Somalians Waiting in Line for Food 1992 Baidoa, Somalia

BOŞ BİR KARNIN HİKAYESİ

  Sabahın ilk ışıkları, kırık dökük evimizin çatısından süzülürken gözlerimi açtım. Adım Kofi, on yaşındayım ama kolumdaki damarlar yaşlı bir adamın haritası gibi. Ne zaman uyandığımı tam olarak bilemiyorum çünkü benim için bir uyku, bazen açlığın daha hafif hissedildiği kısa bir kaçış demek.

  Annem, Amara, yanımda ince bir minderin üzerinde yatıyor. Saçları kırışık bir yumak gibi, elleri ise toprağı kazımaktan ve su taşımaktan su toplamış. Bizi uyandırmak için sert bir sese ihtiyacı yok; kuru öksürüğü yeterince gürültülü. Kardeşim Jelani (henüz 3 yaşında) hemen yanımda kıpırdanıyor. Gözleri her sabah olduğu gibi biraz donuk ve yaşlı. En çok onun için endişeleniyorum. Onun bu güçsüz bedeni bu yokluğa daha fazla dayanamayacak gibi.

  Güneşin kavurucu sıcaklığı başlamadan önce yapılması gerekenler var. ilk görevim, kilometrelerce ötedeki kurumuş nehirden su taşımak. Plastik bidonları elime alıyorum. Boş bidonlar bile ağır geliyor çünkü enerjim yok. Babam, Kwame bir yıl önce önce şehre gitti “iş bulacağım ve size ayakkabı ve yiyecek göndereceğim,” dedi. O günden berine bir mektup ne de bir haber alabildik. Annem, köydeki diğer kadınlar gibi artık onun dönüşünü beklemeyi bıraktı. Omuzlarından ki yük, sadece su değil. Umutsuzluğun ve tek başına hayatta kalma mücadelesinin ağırlığı.

  Geri döndüğümde annem çoktan ateşi yakmaya çalışmış oluyor. Eğer şanslıysak ve komşularımız biraz kuru mısır unu vermişse öğle yemeğimiz bir çeşit ekmek türü oluyor. Fakat bugün şanslı değiliz. Annem, küçük avuç içi mısır ununu ve bir önceki günün yemeğinin kalıntılarını kazıyarak bulduğu bir miktar tuzu karıştırıp bir çorba yaptı. Bu sulu karışım, Jelani’nin midesinin ağrıyı geçirmesi için yeterli değil, ama hayatta kalmak için zorundayız.

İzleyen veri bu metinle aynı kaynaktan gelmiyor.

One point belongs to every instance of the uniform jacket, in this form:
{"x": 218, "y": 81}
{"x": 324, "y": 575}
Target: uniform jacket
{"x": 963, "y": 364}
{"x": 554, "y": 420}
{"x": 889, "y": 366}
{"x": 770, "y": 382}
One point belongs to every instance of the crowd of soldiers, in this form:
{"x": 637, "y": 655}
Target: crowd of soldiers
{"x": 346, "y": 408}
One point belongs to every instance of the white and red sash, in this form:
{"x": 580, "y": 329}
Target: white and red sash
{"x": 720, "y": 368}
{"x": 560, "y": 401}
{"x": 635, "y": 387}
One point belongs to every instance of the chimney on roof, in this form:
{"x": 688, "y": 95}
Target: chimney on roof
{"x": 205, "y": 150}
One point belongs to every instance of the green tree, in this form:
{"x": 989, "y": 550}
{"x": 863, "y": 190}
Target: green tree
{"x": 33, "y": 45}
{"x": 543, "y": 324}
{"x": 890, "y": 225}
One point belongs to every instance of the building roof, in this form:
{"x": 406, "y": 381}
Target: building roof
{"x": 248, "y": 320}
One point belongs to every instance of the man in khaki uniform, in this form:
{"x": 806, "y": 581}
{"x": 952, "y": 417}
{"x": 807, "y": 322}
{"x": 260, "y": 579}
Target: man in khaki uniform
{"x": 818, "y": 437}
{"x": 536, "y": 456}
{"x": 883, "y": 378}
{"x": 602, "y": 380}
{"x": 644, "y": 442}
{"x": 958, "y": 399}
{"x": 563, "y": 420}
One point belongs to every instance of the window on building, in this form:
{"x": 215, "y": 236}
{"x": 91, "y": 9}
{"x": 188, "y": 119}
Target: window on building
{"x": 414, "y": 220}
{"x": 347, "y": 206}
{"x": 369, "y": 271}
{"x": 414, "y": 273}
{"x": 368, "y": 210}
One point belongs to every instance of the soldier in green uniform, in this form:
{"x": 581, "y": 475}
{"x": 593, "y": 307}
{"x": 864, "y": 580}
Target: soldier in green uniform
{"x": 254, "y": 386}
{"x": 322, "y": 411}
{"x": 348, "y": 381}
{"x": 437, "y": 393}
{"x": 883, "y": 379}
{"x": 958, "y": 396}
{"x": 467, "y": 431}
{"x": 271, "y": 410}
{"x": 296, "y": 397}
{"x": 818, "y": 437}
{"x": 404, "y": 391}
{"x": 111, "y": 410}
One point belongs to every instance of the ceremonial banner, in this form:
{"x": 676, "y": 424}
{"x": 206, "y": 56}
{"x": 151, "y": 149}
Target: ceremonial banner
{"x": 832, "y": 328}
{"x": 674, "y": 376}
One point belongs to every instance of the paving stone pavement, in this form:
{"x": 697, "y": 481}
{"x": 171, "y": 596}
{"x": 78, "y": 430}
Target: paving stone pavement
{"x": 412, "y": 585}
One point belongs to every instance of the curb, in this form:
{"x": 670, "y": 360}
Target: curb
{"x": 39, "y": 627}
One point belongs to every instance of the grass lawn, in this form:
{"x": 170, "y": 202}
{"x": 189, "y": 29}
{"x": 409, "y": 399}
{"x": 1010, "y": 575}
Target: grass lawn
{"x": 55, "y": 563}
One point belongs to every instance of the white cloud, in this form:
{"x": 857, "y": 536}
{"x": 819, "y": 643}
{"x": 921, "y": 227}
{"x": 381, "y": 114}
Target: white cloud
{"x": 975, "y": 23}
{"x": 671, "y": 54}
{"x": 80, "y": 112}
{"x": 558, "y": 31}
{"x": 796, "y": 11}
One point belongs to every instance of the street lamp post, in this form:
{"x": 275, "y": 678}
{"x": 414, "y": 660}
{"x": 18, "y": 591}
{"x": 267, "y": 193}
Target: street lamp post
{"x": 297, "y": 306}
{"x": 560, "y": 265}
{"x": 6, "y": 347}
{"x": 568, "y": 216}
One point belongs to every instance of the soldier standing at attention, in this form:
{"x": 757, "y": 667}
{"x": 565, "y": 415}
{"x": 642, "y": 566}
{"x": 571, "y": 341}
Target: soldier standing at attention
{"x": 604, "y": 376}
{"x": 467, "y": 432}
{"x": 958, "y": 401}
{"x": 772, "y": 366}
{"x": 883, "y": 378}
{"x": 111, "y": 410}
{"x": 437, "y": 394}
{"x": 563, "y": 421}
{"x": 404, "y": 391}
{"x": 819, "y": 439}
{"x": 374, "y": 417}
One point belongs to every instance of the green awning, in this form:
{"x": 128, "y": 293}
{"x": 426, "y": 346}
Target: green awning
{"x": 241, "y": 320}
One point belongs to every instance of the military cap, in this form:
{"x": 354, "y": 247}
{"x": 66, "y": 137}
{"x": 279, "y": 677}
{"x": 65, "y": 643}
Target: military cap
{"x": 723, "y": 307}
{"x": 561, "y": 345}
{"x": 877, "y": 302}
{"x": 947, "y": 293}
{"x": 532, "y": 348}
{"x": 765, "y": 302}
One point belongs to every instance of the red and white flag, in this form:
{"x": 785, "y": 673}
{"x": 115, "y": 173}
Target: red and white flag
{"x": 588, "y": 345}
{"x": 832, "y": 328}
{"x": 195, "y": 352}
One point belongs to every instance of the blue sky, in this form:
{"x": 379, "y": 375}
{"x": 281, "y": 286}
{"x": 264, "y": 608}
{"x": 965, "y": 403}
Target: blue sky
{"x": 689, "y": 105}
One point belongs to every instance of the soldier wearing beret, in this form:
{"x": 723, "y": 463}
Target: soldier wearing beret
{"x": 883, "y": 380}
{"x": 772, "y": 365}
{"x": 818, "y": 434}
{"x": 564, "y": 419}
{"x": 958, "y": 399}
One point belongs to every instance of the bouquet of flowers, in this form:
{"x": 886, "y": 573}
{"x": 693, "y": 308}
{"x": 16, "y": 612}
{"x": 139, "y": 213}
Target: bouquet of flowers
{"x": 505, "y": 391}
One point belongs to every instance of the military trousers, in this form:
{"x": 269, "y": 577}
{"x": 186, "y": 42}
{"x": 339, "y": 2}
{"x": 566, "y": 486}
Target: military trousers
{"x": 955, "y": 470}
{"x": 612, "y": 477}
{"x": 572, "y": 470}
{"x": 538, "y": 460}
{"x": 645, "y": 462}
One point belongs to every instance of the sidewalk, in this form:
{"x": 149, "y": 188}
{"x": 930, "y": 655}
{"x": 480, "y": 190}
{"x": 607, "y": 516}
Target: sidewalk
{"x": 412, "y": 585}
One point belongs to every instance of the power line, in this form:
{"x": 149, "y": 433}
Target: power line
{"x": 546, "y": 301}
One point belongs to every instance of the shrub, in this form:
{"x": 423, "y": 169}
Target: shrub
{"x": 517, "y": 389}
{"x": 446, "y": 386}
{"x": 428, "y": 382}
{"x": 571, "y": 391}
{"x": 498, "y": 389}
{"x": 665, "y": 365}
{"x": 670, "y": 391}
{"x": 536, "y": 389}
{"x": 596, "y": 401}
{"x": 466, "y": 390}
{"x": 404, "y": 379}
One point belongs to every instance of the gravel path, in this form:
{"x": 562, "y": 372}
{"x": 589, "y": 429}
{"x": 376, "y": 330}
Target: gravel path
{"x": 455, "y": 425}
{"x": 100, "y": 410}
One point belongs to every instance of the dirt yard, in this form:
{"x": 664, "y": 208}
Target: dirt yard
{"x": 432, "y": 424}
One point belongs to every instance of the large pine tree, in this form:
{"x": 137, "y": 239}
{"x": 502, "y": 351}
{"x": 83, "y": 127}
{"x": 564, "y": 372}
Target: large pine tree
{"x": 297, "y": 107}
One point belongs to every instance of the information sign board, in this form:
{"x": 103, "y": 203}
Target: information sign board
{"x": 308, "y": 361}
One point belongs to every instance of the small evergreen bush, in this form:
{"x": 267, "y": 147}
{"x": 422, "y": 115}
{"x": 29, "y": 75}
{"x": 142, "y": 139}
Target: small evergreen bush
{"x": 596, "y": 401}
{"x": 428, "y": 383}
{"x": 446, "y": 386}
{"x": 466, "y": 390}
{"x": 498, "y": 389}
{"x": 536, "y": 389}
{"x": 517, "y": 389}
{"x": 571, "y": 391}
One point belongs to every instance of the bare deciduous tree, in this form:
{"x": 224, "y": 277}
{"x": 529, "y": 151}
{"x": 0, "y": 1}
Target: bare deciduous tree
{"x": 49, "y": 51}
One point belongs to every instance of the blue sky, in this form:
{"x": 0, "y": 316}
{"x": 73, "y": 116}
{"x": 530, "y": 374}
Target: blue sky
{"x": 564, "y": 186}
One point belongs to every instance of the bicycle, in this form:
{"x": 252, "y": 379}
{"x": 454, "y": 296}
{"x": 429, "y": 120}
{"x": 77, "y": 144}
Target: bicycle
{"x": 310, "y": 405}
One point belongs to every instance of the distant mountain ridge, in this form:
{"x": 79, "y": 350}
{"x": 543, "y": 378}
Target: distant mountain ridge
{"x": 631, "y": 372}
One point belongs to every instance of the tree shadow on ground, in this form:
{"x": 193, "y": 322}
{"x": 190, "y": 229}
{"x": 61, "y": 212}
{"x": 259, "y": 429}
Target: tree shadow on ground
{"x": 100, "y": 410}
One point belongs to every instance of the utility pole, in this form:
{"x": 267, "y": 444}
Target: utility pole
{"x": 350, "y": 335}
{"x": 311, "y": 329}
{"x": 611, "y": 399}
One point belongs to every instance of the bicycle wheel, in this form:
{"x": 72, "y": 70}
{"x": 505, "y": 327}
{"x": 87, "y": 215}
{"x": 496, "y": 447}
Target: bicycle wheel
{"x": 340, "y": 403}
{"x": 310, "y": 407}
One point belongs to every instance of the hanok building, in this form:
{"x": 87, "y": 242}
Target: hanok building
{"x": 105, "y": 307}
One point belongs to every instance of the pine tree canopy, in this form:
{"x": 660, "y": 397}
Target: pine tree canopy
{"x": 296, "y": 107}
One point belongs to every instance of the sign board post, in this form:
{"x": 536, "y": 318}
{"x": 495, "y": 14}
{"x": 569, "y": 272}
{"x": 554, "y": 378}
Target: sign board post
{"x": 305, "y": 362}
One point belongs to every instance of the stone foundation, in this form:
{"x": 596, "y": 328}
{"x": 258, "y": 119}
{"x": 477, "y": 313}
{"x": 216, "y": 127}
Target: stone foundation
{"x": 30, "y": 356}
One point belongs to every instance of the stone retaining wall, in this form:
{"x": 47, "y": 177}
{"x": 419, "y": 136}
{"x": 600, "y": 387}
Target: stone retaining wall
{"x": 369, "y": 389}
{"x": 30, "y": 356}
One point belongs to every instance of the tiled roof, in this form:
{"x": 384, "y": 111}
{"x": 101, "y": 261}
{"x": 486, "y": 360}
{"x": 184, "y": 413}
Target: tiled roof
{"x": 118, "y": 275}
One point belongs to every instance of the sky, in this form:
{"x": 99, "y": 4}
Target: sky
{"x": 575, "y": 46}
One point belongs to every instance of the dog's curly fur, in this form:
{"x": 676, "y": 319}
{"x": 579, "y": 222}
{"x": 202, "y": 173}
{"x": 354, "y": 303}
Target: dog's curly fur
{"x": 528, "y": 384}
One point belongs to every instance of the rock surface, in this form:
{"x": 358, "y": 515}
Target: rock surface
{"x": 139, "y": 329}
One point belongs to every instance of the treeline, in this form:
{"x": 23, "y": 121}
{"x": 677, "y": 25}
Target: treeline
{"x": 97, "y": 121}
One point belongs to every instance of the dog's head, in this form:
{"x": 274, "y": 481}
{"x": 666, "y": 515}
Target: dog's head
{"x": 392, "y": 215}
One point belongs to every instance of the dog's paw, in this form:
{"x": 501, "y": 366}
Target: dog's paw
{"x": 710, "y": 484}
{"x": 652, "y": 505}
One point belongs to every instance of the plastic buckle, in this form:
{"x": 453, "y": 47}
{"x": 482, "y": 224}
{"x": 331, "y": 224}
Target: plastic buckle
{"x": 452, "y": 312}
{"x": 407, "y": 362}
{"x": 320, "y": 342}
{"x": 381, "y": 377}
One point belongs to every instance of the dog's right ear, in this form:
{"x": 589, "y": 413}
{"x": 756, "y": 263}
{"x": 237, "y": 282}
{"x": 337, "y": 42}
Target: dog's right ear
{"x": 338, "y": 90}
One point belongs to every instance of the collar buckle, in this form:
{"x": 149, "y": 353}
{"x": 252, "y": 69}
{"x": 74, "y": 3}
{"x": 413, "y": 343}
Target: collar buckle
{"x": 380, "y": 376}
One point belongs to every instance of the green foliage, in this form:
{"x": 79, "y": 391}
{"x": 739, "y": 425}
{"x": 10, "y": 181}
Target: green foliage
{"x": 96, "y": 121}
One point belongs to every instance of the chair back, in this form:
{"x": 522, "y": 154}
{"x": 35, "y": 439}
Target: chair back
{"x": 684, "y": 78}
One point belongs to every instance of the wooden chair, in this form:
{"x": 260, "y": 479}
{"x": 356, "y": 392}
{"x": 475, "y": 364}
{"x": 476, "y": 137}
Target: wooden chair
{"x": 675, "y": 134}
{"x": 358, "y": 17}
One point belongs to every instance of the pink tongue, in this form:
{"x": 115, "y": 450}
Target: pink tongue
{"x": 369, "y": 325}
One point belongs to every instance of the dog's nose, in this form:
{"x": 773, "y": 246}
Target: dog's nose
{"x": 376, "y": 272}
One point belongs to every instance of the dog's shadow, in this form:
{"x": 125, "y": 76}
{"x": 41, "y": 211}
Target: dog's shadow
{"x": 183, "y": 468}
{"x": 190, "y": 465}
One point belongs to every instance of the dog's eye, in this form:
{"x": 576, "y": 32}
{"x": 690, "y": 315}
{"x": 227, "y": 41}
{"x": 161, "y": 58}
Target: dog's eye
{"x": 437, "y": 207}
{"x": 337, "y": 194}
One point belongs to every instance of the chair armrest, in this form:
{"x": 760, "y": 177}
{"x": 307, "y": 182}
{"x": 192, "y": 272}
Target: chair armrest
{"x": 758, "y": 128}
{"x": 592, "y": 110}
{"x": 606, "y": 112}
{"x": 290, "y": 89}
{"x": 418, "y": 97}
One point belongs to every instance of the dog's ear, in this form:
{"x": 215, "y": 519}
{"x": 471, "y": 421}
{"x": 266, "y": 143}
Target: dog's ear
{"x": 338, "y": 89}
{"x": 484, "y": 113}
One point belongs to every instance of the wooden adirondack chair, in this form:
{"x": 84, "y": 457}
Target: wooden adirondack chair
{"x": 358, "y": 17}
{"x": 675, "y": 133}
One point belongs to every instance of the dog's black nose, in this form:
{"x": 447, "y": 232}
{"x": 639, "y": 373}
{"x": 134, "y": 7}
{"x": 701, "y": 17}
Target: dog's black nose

Jelani ağlıyor. Ağzını kaşıkla her yaklaştırdığımda yutkunmakta zorlanıyor. Gözlerimi kaçırıyorum ,bir abinin kardeşini doyuramaması kadar büyük bir utanç yok.

  Öğleden sonraki sıcağı, bir ağacın gölgesinde dinlenerek geçiriyoruz. Annem fısıltıyla bana hikayeler anlatıyor. Yağmurun bol olduğu, nehrin balıkla dolup taştığı günleri anlatıyor. Gözlerindeki hüzün, hikayesinin ne kadar gerçek olduğunu gösteriyor.

  Akşam yemeği… çoğu zaman yok. Bu gece de yok. Annem, küçük tahta çanağımızı ters çevirerek, bana yarın daha iyi olacağımızı söylüyor. Gözlerindeki yorgunluk , sözlerinin ağırlığını alıp götürüyor. Karanlık çökerken, Jelani’yi kollarımın arasına alıyorum onun nefesinin sıcaklığı, soğuk bir gecede beni biraz olsun ısıtıyor. Tek dileğim, yarın sabah kalktığımda, annemin elinde, hepimizi doyurmaya yetecek kadar yiyecek olması. Bu benim her günkü duam. Karnım gurulduyor ama artık buna alıştım. Benim için hayat sadece bir sonraki güne ulaşma mücadelesi.